We design synthesizers

A name wasn't given to the bouncy instrumental track that begins Holiday upon the album's original release (on Feel Good All Over), but the track was dubbed "BBC Radiophonic Workshop" on the album's re-issue in 1999 on Merge Records. I don't know if Merritt had the name in mind when he composed the tune, but it's an absolutely perfect title and a fitting (albeit brief) tribute.

The BBC Radiophonic Workshop was created in 1956 to provide electronic music for radio and TV programs, as an alternative to more familiar-sounding orchestral music.
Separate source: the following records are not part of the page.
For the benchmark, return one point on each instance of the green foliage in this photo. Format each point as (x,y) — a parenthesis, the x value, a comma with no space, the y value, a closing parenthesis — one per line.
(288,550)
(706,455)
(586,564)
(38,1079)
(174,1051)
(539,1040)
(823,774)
Until its demise a decade ago, due to budget cutbacks, it produced a mind-bogglingly huge amount of music, as it sometimes scored over 150 programs annually.

Easily the most popular tune from the Workshop is the Doctor Who theme song, composed by Ron Grainer and realized by Delia Derbyshire with Dick Mills in 1963. This page is fascinating reading, describing the painstaking recording techniques that were employed for the song. Using tone generators, oscillators, and a white noise generator, Derbyshire and Mills would create unusual sounds and record them to tape. Tape loops were made and played back at varying speeds until the desired pitches were obtained, and then recordings of these sounds were spliced together meticulously. Holy cow.

The 1975 compilation album The Radiophonic Workshop provides the second selection this week, a strange and disorienting fanfare from Malcolm Clarke, mixing dubious synthesized praises with clangs and clops of percussion. Those of you lucky enough to get BBC Four on the telly can watch the documentary Alchemists of Sound about the BBC Radiophonic Workshop this Saturday.